I like the image of God laughing, but I’m uneasy at why, in David’s description he is in full guffaw, in part because God seems, well, almost disinterested—as if the drama unfolding in front of him is theater, as if he’s even entertained by what goes on in his creation, a season-ticket holder at the pageant of this world’s ordinary life.
It’s impossible to say that God doesn’t do what David says he does in this verse, and therefore wrong to assume that this is simply poetic license. I know enough of God to know that I'm nowhere near to knowing everythhing. I rather like the Lakota idea of Wakan Tanka as “the Great Mystery.”
And I am quite sure—because I’m human—that I could feel just like those murder victim’s mothers and fathers and husbands and wives, standing up there in front of the victim’s killer, wailing away. I know I could feel exactly what David does.

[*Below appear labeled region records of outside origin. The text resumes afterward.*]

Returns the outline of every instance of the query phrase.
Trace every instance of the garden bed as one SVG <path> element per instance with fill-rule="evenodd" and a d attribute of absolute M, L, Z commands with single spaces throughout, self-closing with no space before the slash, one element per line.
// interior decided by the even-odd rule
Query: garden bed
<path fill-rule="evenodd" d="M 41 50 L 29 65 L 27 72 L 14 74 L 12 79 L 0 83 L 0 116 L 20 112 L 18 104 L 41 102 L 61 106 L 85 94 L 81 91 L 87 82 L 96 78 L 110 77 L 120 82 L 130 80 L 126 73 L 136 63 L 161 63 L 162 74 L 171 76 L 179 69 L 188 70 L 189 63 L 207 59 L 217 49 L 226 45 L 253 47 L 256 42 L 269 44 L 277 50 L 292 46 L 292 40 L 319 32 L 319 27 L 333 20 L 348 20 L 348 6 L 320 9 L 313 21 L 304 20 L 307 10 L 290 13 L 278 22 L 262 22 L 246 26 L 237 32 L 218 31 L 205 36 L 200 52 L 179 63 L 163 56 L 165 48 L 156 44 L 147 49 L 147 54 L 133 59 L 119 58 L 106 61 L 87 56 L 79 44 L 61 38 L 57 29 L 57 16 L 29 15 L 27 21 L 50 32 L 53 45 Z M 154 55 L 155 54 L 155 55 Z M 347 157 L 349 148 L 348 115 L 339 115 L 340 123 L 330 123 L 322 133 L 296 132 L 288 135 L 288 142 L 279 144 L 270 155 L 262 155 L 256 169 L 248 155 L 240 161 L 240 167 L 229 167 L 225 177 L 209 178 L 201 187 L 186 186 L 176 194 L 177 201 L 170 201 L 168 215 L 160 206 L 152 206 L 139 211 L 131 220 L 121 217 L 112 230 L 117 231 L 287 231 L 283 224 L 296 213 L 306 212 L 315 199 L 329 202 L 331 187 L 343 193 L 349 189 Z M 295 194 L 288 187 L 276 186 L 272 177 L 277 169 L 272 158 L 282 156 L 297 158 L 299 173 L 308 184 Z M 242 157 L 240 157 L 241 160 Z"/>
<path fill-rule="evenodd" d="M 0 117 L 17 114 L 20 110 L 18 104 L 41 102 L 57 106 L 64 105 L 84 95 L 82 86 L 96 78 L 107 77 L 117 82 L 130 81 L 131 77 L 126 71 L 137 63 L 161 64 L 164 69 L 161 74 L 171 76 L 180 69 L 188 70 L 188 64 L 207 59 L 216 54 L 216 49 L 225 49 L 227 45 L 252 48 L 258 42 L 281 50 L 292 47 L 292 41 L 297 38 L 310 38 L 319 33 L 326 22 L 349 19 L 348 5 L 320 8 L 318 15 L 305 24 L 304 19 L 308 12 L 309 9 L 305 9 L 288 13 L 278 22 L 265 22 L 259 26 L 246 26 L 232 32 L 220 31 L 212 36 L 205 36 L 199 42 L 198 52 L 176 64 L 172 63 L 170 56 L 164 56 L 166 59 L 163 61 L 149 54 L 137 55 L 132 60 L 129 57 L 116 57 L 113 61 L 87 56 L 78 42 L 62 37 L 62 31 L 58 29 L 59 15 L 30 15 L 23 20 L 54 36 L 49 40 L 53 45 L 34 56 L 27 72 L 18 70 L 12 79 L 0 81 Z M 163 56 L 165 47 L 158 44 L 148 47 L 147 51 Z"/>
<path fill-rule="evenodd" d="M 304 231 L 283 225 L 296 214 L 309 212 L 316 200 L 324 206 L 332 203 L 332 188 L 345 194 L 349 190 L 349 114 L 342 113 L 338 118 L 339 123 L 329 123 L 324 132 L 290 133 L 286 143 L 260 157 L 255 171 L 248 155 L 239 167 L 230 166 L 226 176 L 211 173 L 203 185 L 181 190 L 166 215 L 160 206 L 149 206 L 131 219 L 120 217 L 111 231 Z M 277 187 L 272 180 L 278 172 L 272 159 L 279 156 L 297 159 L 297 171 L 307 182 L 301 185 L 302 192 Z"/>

When the Allied liberators stumbled on the concentration camp at Dachau, what happened wasn’t pretty. The skeletal prisoners—the living and the dead—were such a horrifying shock to the liberators that ordinary soldiers became cold-blooded killers. There are reports of GIs giving prisoners their machine guns and simply allowing them to kill the hated Nazi guards. All of that—especially if you’ve seen boxcars loaded with corpses—is somehow perfectly understandable. But was it right?
Does God giggle at evil men and women? I honestly don’t know. Maybe he does.
David’s giving him that human characteristic offers us—me too—some human joy, but I wonder if we’re not finding out more about King David, God’s beloved, than we are the nature of the Lord of Hosts, because I hope that my God doesn’t snicker at sinners.